Barbara Spivak: Information has indeed changed frequently, and organizations like the CDC and WHO have often issued conflicting recommendations.
At Mount Auburn Cambridge Independent Practice Association (MACIPA), we knew we had to quickly figure out a way to stay on top of new developments. One of our clinical leaders stepped up, tapped specialists in our system and presented information on Zoom four nights a week for three months. The programs were taped so they were always available, but we had hundreds of people from our system on Zoom every night. So, during the surge, when people were overworked and exhausted, they were still devoting 45 to 60 minutes a night to listen to these calls. Sometimes, something that had been discussed the week before was revisited to reflect new guidance.
In addition, we made a point of sharing information with all clinicians associated with our system. MACIPA is part of the Beth Israel Lahey Health primary care network; we shared the network’s policies and procedures with our private practices, too.
We have also benefited from a robust process for evaluating which high risk patients need office visits or can be seen via telemedicine. The medical director and I met with our quality measurement experts and assistant medical directors to review registry reports and developed a policy, which we presented to our sub-specialists and primary care doctors for their input. That way, we know we have feedback and buy-in from a very large group of well-informed people. We went from seeing all diabetics in the office to seeing only those who had a history of poor control or were deemed to be at risk for complications and poor control. Others could be seen safely via telemedicine. We had similar protocols around cancer screening and hypertension.

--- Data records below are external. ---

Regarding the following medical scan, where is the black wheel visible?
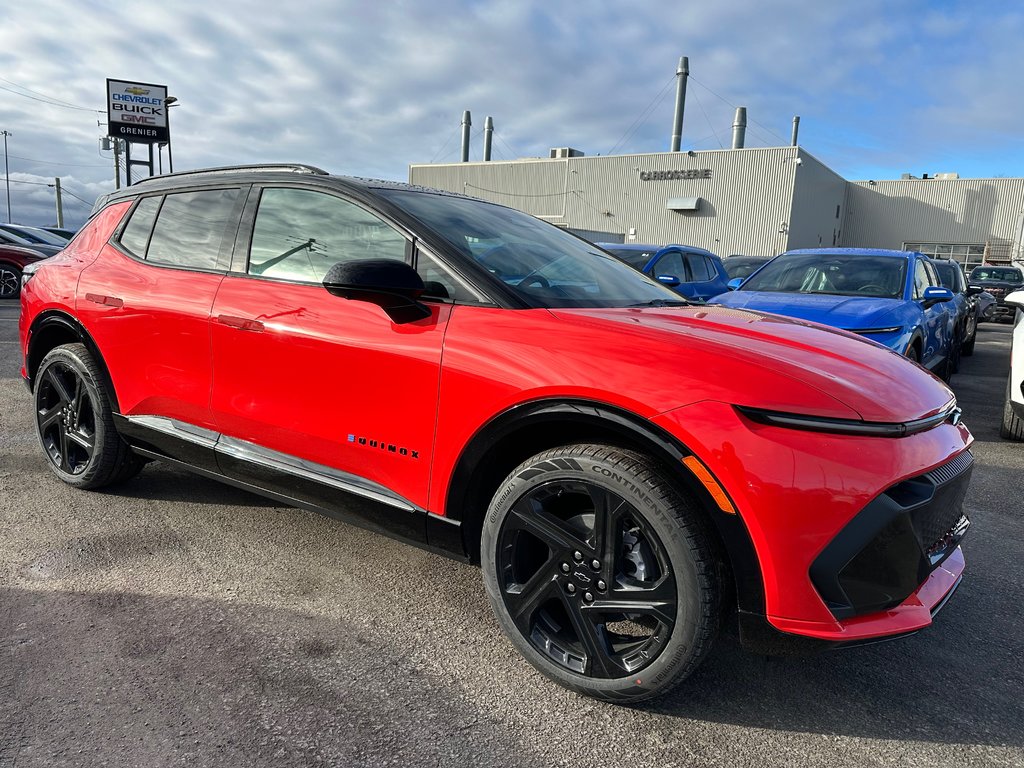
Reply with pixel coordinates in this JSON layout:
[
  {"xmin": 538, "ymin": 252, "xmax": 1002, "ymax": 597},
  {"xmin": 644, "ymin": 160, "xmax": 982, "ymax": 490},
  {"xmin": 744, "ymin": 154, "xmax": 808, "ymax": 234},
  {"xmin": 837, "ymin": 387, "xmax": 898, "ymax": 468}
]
[
  {"xmin": 0, "ymin": 264, "xmax": 22, "ymax": 299},
  {"xmin": 481, "ymin": 445, "xmax": 720, "ymax": 701},
  {"xmin": 35, "ymin": 344, "xmax": 144, "ymax": 488},
  {"xmin": 999, "ymin": 379, "xmax": 1024, "ymax": 440}
]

Beyond helping physicians care for patients with COVID-19 and adjust practice patterns, using a collaborative, iterative approach has helped decrease feelings of isolation and potential despair in the medical community. The pandemic has led us to concentrate on supporting the health of our workforce and to consider their family’s health in a way that’s very different from what we've done in the past. I don’t think we fully know yet how we’ll apply all of this learning in the future, but I do know that the pandemic has changed how we approach our shared responsibility to care for each other.
Barbara S. Spivak, M.D., is a practicing internist and President of the Mount Auburn Cambridge Independent Practice Association in Cambridge, Massachusetts.